Il
nuovo libro dello scrittore e poeta pugliese Zaccaria Gallo Pensel (Florestano
Edizioni, Bari 2022 pagine 324) prende in esame due terribili stragi: una
contemporanea, quella del fanatismo islamico con il massacro a Parigi nel
novembre del 2015 al “Bataclan”, e una del passato, quella contro Napoleone
Bonaparte alle Tuilieries, ad opera di altrettanti fanatici vandeani. Due
stragi indiscriminate: la prima deliberatamente contro civili; la seconda contro
un uomo di potere, un tiranno autoproclamatosi imperatore, ma che fatalmente
massacrerà civili innocenti, come avviene quasi sempre quando si compie un
attentato in pubblico con esplosivo. In questo secondo attentato c’è
l’aggravante che un carretto imbottito di dinamite polverizzerà oltre al
cavallo e a quanti si trovano nel raggio dell’esplosione, anche una bambina di
nome Pensel (nome che dà il titolo al romanzo) non ancora dodicenne. Gli
attentatori non si sono fatti scrupolo di coinvolgerla con l’inganno; uno di
loro, di nome Saint-Rejant, le affida le redini del cavallo e si metterà al
riparo prima dell’esplosione.

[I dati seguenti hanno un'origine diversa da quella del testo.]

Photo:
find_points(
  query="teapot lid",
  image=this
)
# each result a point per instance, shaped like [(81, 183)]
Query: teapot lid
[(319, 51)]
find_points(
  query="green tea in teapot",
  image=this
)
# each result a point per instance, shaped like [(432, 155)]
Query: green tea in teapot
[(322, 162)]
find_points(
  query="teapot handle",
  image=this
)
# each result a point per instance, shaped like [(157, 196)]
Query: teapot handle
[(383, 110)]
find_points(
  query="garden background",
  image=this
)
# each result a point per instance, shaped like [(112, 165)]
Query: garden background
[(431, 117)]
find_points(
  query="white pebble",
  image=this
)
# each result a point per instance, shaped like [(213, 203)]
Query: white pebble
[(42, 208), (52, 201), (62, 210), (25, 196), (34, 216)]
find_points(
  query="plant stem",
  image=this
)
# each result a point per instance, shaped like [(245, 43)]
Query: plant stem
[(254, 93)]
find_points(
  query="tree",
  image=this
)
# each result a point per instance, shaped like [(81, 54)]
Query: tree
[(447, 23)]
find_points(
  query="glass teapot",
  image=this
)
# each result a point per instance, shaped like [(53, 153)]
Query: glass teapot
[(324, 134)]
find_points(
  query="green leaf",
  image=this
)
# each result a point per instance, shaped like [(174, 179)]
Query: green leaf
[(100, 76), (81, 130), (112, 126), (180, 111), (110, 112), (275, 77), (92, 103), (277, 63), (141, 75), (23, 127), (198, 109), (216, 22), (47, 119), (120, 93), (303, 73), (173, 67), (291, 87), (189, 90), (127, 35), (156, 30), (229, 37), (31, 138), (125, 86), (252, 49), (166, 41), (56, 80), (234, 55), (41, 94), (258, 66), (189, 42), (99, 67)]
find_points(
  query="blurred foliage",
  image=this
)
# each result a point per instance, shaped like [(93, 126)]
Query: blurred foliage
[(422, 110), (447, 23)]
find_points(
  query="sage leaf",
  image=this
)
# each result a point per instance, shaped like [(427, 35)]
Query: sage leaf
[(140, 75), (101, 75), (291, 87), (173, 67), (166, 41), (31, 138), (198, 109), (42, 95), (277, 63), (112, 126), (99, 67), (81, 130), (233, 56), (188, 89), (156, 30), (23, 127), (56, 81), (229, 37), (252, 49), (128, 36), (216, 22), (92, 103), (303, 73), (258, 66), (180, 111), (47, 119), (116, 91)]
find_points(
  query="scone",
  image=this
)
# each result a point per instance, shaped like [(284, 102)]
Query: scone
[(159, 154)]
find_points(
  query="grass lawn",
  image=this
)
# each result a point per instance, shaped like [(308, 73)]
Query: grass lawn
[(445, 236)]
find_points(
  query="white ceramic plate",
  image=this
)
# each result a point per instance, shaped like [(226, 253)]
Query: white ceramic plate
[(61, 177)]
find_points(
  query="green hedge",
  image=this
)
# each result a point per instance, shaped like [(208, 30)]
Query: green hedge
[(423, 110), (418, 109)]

L’intreccio
del romanzo il lettore può goderselo direttamente e scoprire come lo storico
parigino Jean Pierre Réjant, professore alla Sorbona, si ritroverà in casa, per
una beffarda fatalità del destino, una giovane di nome Pensel, proprio come la
bambina morta alle Tuileries, scampata miracolosamente alla mattanza del
“Bataclan”. Di come uno dei protagonisti dell’attentato di due secoli prima
altri non era che un suo antenato di nome Pierre Robinault de Saint-Réjant di
cui egli porta il nome. Era stato costui a ideare e coordinare le fasi
dell’attentato contro Napoleone in cui perse la vita la bambina. Di come,
infine, queste due vicende finiranno per intrecciarsi e di come faranno
affiorare nel professore ricordi dolorosi che egli aveva rimosso. A
me invece preme qui riflettere sugli interrogativi che il romanzo pone, e cioè
fino a che punto è lecito spingersi, seppure per un fine considerato nobile come
il trionfo della propria causa o l’affermazione delle proprie idee. È lecito
tutto? Qualsiasi mezzo? Non distinguendo fra colpevoli e innocenti? Conta solo
l’obiettivo e i danni collaterali sono trascurabili e non hanno importanza? Non
restano affatto sottotraccia queste domande, sono il nerbo morale, prima che
politico e filosofico del libro. Si sa, ogni verità è parziale, ogni verità e
di parte, dunque esse sono tante quante sono le visioni e le concezioni ideali
dei gruppi e degli individui. Per Napoleone la verità è la sua Repubblica
imperiale da consolidare, con il pugno di ferro se occorre, e la soppressione
dei suoi nemici fa parte di questa necessità. Per i vandeani legittimisti la
verità è la morte di Napoleone considerato un tiranno usurpatore e la rimessa
sul trono del loro legittimo Re. Il tutto senza esclusione di colpi. Come gli
stragisti del “Bataclan”. Camus, rovesciando il punto di vista degli eredi di
Machiavelli, ha scritto che i fini non giustificano tutti i mezzi. Prima di lui
lo aveva ribadito il rivoluzionario anarchico campano Errico Malatesta. Chi
ammazza in modo indiscriminato non distinguendo fra colpevoli e innocenti degrada
la sua causa in crimine; la abbassa a pura azione criminale. Calpesta il senso
di umanità e se ne spoglia, riducendosi ad un freddo assassino.
Lo
scrittore fa intravedere una uscita dal male verso la fine del romanzo. In
particolare nel capitolo tredicesimo quando ci porta in viaggio, a seguito di
Manon, la sorella della sfortunata Pensel, fino a Charleston. Ha attraversato
l’Oceano con una pistola nella valigia per andare a regolare il conto con padre
Joseph, al secolo Joseph Picot de Limoléan. Era stato lui a scegliere la bambina per mantenere le redini del cavallo, conscio di condannarla a morte e farne una vittima sacrificale. Quando Manon se lo troverà di
fronte vecchio e con il saio del monaco nel convento dove aveva trovato riparo,
decide di non premere il grilletto. Oramai lo spavaldo terrorista è un rudere
ossessionato dal fantasma della bambina le cui sembianze gli appaiono di
continuo davanti agli occhi. Si può uccidere un uomo a sangue freddo anche se
l’odio è rimasto vivo in noi? Questo deve aver pensato Manon in quegli istanti,
e decide di deporre la pistola. Forse la rinuncia ad altro male è la sola via
d’uscita che rimane agli uomini, per rimanere tali.